The charity’s fundraising hopes for the event were boosted after the theatre offered to waive most of the hire fee.
Mr Stanley, a Sevenoaks resident and expert in modern American history, began the talk by exploring the pasts of the two presidential candidates, Democrat Hillary Clinton and Republican Donald Trump.
He gave insights into their character, political vision and suitability for becoming the next ‘leader of the free world’.
While the billing of the event suggested that ‘The Donald’ would dominate discussion, Mr Stanley was equally critical of Clinton, describing both candidates as ‘disliked to a unique degree in US history’.

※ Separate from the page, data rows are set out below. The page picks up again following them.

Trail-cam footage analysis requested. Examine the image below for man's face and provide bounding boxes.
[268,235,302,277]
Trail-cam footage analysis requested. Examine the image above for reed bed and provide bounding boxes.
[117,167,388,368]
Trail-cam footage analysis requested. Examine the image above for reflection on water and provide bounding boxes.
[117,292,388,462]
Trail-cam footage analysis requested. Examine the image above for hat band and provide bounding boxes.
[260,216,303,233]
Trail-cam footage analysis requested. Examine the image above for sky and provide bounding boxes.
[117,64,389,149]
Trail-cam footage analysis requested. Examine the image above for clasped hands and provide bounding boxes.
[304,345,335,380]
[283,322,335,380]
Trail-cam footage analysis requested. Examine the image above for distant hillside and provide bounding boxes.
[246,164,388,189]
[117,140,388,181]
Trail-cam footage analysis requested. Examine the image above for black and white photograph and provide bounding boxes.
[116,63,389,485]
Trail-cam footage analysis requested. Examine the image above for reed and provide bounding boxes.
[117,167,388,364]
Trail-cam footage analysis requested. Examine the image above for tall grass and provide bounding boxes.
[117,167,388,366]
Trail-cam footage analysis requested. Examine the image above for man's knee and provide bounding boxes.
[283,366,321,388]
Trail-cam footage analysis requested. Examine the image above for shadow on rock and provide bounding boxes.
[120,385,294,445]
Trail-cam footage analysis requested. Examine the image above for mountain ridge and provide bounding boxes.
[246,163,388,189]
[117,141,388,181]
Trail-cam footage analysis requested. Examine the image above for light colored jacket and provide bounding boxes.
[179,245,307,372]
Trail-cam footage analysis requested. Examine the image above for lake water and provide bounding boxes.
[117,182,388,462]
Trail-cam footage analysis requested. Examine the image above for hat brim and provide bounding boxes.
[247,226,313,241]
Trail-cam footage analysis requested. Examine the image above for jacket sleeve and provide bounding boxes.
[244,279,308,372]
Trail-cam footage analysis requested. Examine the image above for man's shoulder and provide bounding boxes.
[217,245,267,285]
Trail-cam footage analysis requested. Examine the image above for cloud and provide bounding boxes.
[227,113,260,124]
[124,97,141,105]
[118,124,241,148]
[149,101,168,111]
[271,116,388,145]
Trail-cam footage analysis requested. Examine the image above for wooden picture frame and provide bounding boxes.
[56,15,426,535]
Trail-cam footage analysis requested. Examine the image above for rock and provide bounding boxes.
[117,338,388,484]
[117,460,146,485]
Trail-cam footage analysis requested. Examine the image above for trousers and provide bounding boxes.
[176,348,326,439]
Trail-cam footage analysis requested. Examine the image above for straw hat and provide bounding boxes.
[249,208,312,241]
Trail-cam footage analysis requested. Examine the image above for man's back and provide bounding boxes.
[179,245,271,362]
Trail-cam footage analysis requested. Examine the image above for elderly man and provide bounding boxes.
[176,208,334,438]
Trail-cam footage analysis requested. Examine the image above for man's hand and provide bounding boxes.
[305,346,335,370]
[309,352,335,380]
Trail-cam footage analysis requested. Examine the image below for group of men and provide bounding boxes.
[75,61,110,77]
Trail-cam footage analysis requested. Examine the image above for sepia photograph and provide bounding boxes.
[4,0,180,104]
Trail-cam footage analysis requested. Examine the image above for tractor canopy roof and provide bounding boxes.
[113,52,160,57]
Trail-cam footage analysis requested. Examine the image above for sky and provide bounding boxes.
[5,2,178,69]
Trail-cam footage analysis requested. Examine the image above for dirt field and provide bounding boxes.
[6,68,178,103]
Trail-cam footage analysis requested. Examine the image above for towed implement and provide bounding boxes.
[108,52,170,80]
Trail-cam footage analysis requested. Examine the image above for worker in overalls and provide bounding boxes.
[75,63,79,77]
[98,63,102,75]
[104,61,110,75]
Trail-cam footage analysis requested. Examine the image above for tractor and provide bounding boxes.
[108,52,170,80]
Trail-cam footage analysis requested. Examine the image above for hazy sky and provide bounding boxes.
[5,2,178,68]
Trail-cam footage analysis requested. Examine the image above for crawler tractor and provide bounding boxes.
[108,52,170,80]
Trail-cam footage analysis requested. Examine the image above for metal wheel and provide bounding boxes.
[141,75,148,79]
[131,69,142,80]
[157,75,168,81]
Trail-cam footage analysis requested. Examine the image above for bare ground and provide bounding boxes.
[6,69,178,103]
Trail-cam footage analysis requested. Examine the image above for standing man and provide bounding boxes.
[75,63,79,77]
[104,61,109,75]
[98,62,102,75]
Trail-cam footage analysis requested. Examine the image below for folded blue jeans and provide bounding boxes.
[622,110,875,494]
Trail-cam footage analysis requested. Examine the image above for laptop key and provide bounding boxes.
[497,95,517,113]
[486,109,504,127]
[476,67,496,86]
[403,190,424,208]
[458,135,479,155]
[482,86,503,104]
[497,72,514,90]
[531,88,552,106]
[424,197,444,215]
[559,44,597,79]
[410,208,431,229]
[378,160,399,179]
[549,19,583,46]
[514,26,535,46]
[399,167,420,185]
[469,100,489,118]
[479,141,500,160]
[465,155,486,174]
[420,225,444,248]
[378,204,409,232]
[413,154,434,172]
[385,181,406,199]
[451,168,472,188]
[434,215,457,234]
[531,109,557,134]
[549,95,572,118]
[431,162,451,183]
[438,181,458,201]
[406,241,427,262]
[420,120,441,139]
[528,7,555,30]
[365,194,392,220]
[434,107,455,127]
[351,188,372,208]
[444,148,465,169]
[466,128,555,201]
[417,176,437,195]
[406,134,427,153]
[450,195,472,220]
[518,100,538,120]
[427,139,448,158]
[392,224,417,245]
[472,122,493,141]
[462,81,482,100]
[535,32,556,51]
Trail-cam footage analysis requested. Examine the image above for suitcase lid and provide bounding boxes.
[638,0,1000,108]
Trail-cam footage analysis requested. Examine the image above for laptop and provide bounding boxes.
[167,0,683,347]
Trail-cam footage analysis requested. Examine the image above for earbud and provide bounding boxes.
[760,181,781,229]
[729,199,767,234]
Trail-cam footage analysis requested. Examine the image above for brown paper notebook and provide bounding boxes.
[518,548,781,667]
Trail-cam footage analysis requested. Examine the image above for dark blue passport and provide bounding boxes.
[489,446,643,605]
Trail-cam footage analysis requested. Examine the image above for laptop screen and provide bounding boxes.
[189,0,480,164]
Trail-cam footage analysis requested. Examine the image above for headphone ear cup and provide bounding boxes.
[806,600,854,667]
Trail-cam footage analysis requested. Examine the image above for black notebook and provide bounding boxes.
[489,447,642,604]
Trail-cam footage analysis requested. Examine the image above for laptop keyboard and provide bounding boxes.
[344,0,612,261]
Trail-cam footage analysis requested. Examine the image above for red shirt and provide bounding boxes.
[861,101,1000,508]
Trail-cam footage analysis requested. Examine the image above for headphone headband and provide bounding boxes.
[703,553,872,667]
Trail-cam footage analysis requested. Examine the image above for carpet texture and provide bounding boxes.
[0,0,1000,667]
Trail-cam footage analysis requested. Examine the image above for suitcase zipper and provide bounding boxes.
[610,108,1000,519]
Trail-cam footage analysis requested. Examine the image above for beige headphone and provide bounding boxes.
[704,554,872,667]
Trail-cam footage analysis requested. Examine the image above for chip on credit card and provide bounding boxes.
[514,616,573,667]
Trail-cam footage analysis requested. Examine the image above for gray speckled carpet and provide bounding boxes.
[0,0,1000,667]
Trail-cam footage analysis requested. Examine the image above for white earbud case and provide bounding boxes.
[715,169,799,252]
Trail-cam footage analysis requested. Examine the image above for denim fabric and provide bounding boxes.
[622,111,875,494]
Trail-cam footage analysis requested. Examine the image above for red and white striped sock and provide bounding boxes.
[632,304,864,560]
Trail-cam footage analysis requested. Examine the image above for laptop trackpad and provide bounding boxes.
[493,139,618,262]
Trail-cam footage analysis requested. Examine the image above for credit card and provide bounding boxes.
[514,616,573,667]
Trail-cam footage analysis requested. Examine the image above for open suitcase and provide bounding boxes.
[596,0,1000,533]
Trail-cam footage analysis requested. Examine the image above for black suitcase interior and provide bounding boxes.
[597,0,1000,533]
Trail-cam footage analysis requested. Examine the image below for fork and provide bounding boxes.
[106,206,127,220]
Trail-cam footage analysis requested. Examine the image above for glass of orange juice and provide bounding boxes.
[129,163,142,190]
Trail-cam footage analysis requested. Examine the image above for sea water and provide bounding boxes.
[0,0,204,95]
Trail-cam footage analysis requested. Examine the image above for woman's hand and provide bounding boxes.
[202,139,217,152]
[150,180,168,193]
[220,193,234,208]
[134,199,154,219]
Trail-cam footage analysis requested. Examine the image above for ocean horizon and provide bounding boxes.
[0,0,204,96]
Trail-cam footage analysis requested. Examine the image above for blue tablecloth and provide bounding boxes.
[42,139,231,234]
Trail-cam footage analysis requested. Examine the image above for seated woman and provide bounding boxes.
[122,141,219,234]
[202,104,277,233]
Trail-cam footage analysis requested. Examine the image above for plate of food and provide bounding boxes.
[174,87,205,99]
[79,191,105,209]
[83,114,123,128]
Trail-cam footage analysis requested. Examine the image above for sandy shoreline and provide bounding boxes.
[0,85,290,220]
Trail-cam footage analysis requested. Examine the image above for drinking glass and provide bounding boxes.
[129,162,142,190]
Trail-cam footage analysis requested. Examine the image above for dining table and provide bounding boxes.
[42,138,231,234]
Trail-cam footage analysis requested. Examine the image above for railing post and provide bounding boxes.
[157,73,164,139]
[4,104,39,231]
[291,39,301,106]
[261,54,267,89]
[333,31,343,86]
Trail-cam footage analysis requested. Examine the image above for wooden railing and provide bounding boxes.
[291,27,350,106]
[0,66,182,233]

As the talk moved on, Mr Tugendhat added his thoughts from a British, strategic perspective. On the subject of the infamous wall that Trump proposes to build along the Mexican border, the MP insisted that the UK should be ‘extremely cautious of criticising the US’. He argued that it would be wiser to let ‘due process get on with it,’ citing his trust in the US Constitution.
Mr Stanley summarised the potential outcomes of next month’s vote as ‘whoever wins, everyone loses’.
The most unexpected revelation of the night came when Mr Tugendhat casually revealed that he had once had dinner with Ivanka Trump, the business mogul’s eldest daughter.
He quickly clarified that it was a group dinner, later explaining it was organised through a friend and ‘not the dinner party I was expecting to be at’.
Mr Stanley said: “The hospice is an astonishing organisation. When my father passed away these people were extraordinary. I don’t know what we would’ve done without them.”